Semuanya mulai memberikan hipotesa sesuai nalarnya, sesuai penilikannya pada video tersebut yang kemudian mengkomparasikan dengan akun resmi artis yang dianggap mirip sambil menunggu kepastian dari pihak yang berwenang. Ada unggahan video yang berisi pendapat salah satu pengacara yang dikenal agak nyentrik dalam menuai fakta. Menurutnya, “Silahkan lihat saja dadanya pada video itu, kemudian lakukan penyidikan pada payudara artis tersebut, apakah mirip atau tidak? Tapi, apakah mungkin dilakukan?”

Menurut hemat saya, hal ini menjadi semakin konyol. Padahal video tersebut diperankan oleh dua orang berlainan jenis kelamin, mengapa fokus pembahasannya hanya pada perempuan? Siapa juga sosok laki-laki dalam video tersebut, harus juga dilibatkan dalam proses analisis. Sebab hal ini akan menimbulkan alienasi sosial pada sang lelaki sebagai hukuman moral dalam kultur kita, jejak digital yang akan menjadi saksi data.

Lantas bagaimana kaum perempuan menyuarakan pendapatnya? Sejauh ini masih belum banyak. Sejenak kita lihat buku “Sosiologi Feminisme: Konstruksi Perempuan dalam Industri Media” yang ditulis oleh Widjajanti M. Santoso, ia sedikit menjelaskan bahwa representasi feminitas di dunia industri media telah memperlihatkan adanya stereotipe dan stigma tertentu, berupa nilai ideologi misoginis yang sangat tidak menguntungkan perempuan.

Stereotipe cenderung menghegemoni sehingga perempuan tidak bisa lepas dari konstruksi yang mengikatnya. Tapi, pembahasan seperti ini kayaknya kurang menarik didiskusikan, apa karena bukan bahasan politis? Hehe.

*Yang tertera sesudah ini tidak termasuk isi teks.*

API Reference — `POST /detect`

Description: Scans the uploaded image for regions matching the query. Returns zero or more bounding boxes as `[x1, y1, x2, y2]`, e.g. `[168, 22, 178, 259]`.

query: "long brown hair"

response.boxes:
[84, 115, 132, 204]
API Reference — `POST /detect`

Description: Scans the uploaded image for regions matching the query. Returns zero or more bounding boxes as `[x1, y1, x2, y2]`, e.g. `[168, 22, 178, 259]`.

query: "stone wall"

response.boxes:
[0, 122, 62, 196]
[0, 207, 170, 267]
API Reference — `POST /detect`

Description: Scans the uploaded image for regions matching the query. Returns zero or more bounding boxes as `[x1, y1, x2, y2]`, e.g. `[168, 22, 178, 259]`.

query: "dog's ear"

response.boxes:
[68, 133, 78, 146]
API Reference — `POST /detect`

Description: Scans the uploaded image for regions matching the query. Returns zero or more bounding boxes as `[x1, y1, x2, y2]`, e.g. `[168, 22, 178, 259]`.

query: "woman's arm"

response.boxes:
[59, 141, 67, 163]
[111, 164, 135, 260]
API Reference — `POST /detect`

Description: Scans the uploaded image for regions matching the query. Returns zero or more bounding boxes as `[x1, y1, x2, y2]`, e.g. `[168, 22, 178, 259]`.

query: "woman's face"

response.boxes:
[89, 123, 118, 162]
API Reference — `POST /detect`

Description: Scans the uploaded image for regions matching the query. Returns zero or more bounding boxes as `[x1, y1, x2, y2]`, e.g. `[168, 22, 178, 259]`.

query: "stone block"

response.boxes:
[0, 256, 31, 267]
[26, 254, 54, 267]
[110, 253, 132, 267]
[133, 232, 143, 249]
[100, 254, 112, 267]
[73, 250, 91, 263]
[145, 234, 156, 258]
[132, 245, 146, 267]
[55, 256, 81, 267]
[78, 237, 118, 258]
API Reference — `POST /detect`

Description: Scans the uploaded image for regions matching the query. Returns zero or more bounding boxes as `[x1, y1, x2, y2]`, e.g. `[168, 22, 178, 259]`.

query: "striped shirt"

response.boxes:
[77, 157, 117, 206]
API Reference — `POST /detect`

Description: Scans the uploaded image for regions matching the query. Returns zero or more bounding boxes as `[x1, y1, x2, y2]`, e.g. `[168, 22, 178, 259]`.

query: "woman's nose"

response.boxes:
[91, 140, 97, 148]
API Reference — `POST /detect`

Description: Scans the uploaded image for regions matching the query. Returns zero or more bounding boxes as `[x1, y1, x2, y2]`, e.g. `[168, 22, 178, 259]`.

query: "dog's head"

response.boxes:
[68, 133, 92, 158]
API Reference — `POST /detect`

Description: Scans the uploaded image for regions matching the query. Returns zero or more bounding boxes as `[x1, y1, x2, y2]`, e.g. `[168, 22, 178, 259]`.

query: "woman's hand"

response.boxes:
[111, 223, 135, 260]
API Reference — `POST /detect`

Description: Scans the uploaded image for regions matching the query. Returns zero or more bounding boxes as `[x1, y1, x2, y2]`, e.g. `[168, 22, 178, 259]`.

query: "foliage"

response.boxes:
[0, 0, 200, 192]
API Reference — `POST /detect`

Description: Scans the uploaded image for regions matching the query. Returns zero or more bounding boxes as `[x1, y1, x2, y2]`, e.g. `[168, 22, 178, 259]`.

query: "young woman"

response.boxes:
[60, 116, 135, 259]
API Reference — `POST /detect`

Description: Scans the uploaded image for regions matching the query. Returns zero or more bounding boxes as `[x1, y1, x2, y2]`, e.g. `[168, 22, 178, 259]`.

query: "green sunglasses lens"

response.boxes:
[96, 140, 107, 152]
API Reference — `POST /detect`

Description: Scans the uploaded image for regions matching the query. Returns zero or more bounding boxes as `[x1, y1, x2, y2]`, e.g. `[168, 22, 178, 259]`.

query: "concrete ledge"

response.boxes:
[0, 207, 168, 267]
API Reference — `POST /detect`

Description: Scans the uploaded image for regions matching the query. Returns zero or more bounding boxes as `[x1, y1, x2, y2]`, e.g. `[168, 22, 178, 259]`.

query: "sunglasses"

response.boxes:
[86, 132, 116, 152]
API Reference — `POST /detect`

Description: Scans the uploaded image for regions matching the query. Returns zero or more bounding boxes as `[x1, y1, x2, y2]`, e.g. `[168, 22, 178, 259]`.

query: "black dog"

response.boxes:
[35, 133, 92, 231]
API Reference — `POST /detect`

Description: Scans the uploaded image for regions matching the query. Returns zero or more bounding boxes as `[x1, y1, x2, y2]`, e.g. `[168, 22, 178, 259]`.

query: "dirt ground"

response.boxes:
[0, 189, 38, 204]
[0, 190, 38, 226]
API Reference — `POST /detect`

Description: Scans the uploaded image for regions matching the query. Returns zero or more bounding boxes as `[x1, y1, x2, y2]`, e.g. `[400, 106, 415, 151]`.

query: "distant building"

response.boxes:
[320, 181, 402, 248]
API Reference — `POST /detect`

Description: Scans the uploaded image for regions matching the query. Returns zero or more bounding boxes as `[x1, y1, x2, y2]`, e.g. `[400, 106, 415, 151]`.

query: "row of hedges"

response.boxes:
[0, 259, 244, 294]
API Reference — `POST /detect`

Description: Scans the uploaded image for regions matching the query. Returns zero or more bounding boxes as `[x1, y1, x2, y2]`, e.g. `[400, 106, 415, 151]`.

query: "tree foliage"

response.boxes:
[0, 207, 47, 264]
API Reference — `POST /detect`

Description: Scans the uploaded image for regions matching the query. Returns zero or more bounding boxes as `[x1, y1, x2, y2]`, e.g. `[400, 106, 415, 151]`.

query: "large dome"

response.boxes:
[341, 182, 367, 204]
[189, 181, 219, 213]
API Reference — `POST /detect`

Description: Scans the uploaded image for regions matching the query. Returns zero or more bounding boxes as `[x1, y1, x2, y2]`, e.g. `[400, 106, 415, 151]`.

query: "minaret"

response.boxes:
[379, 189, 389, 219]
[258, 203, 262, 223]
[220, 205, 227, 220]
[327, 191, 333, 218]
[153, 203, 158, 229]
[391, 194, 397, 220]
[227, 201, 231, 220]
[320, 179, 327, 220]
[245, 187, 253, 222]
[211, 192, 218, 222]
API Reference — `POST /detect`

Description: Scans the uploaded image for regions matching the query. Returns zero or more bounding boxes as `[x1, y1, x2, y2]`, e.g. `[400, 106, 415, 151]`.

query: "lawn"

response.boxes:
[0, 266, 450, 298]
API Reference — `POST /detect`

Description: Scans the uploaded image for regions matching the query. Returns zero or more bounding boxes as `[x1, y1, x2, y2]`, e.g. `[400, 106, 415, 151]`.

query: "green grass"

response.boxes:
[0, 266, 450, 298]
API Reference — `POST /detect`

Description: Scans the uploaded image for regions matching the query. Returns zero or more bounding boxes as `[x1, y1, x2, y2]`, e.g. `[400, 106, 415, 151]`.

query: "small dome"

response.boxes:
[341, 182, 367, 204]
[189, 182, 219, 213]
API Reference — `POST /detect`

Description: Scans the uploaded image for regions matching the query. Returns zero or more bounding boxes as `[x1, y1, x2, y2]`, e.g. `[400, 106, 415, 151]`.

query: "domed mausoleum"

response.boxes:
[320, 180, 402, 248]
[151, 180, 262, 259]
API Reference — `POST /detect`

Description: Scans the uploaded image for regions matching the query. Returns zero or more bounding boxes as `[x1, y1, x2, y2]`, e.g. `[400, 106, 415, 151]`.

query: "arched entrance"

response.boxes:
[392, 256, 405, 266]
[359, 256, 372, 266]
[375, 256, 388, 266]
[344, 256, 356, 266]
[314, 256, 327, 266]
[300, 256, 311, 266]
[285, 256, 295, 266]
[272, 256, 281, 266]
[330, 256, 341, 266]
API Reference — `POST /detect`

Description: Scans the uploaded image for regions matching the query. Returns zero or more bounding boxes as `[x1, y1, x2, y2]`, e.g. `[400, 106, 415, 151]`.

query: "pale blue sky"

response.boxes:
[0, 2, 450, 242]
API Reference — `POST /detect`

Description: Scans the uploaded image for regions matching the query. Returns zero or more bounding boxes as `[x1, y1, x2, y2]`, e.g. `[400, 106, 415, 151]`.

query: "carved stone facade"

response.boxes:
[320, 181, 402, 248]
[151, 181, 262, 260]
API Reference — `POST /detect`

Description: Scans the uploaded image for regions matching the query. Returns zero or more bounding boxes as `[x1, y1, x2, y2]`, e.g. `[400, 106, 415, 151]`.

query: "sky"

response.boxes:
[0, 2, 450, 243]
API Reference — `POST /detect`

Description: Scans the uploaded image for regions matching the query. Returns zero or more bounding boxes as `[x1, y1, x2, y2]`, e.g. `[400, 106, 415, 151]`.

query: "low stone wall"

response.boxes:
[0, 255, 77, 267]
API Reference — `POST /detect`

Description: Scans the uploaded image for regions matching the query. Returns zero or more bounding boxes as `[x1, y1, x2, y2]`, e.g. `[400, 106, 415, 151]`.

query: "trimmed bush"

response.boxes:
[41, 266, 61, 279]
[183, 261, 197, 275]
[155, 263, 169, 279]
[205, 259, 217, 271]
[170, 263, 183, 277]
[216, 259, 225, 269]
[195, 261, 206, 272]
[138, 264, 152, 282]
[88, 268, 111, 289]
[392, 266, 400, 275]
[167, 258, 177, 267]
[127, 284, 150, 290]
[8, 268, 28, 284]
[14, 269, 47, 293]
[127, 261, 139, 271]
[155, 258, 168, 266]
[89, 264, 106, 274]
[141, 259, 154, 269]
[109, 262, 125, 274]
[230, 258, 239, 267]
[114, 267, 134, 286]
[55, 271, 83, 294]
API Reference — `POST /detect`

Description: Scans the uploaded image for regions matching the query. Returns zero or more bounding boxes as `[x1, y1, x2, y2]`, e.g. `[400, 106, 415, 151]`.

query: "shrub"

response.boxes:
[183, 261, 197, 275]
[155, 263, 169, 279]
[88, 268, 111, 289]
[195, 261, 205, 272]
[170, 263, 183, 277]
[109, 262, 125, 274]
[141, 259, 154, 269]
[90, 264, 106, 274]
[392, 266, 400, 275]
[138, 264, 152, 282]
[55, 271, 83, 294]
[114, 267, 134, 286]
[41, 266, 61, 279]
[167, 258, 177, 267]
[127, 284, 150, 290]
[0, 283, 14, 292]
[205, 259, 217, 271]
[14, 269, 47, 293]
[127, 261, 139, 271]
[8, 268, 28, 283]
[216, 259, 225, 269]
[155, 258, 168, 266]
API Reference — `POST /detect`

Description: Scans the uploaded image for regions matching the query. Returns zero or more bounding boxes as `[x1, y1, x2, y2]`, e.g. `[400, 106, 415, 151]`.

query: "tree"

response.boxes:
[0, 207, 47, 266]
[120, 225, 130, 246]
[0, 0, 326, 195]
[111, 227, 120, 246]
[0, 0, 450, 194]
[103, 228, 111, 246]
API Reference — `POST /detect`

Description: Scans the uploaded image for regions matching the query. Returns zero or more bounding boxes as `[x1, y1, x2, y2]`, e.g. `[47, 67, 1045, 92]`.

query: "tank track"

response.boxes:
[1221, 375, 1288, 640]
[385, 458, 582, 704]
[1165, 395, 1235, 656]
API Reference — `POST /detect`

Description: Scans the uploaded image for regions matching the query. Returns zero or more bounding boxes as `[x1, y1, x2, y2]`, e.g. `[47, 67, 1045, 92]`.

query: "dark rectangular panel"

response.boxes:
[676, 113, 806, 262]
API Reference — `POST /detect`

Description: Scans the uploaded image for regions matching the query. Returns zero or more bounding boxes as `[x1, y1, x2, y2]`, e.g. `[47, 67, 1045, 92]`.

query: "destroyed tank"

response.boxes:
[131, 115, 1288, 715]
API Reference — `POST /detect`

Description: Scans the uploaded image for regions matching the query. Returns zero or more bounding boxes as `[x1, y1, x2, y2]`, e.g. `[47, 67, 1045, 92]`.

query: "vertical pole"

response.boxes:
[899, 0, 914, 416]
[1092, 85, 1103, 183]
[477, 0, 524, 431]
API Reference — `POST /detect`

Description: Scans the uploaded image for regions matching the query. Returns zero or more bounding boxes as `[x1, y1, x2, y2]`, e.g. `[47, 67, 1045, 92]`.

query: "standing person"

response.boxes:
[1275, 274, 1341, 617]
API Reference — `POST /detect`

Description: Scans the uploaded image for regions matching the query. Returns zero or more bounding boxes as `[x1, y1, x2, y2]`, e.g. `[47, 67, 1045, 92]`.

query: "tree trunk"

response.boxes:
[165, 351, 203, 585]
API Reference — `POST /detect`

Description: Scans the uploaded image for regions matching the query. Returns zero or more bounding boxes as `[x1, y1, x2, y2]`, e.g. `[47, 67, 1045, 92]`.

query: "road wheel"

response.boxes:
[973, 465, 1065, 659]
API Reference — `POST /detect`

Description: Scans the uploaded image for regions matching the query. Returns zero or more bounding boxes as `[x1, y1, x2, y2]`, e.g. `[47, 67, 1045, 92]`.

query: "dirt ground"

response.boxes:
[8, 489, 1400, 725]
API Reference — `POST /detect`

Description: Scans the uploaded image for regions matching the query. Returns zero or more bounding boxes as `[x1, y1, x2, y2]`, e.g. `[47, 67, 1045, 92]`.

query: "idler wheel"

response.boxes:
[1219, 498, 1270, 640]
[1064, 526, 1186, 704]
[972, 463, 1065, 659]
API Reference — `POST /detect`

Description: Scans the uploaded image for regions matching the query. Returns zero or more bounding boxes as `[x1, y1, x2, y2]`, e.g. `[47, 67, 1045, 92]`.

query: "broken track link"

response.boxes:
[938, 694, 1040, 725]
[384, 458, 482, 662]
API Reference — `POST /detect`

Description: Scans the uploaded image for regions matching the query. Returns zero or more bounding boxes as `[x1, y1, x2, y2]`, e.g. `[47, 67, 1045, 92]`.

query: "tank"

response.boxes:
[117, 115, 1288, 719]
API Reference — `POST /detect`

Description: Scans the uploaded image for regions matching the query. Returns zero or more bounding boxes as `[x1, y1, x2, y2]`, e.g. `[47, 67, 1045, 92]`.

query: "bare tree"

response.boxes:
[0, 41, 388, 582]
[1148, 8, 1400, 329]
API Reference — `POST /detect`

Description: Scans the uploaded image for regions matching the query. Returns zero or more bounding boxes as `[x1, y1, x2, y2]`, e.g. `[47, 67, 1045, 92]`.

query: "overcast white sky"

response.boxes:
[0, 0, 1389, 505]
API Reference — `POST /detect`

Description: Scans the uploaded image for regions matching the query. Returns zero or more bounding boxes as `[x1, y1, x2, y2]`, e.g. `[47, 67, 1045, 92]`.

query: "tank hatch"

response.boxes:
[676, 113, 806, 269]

Mau sadar atau tidak, inilah dunia kita hari ini. Manusia-manusia diantara kita telah membuat banyak kreatifitas dalam dunia elektronik dan teknologi yang semakin canggih dari waktu ke waktu. Ada istilah dalam dunia internet yang disebut dengan Deepfakeyaitu video rekayasa atau produk digital manipulasi yang dirancang menggunakan kecerdasan buatan yang canggih. Hasil dari videonya pun sangat persis dengan orang yang dijadikan subjek dalam video sesuai narasi si pembuat. Di Amerika Serikat, tahun 2016 silam teknologi ini pernah dibuat sebagai alat politik, pengantar hoax pada masyarakat saat pilpres dalam meruntuhkan reputasi kandidat calon pejabat publik.

Dikutip dari CNBC Indonesia (16/10/2019), John Villa Senor, seseorang yang fokus mendalami kecerdasan buatan (Artificial Intitelegence) mengungkapkan bahwa Deepfakes dapat dibuat oleh siapa saja dengan komputer, akses internet, dan keinginan bebas dalam mempengaruhi apapun. Alat baru ini menggabungkan antara Depp Learning dan Fake (Palsu).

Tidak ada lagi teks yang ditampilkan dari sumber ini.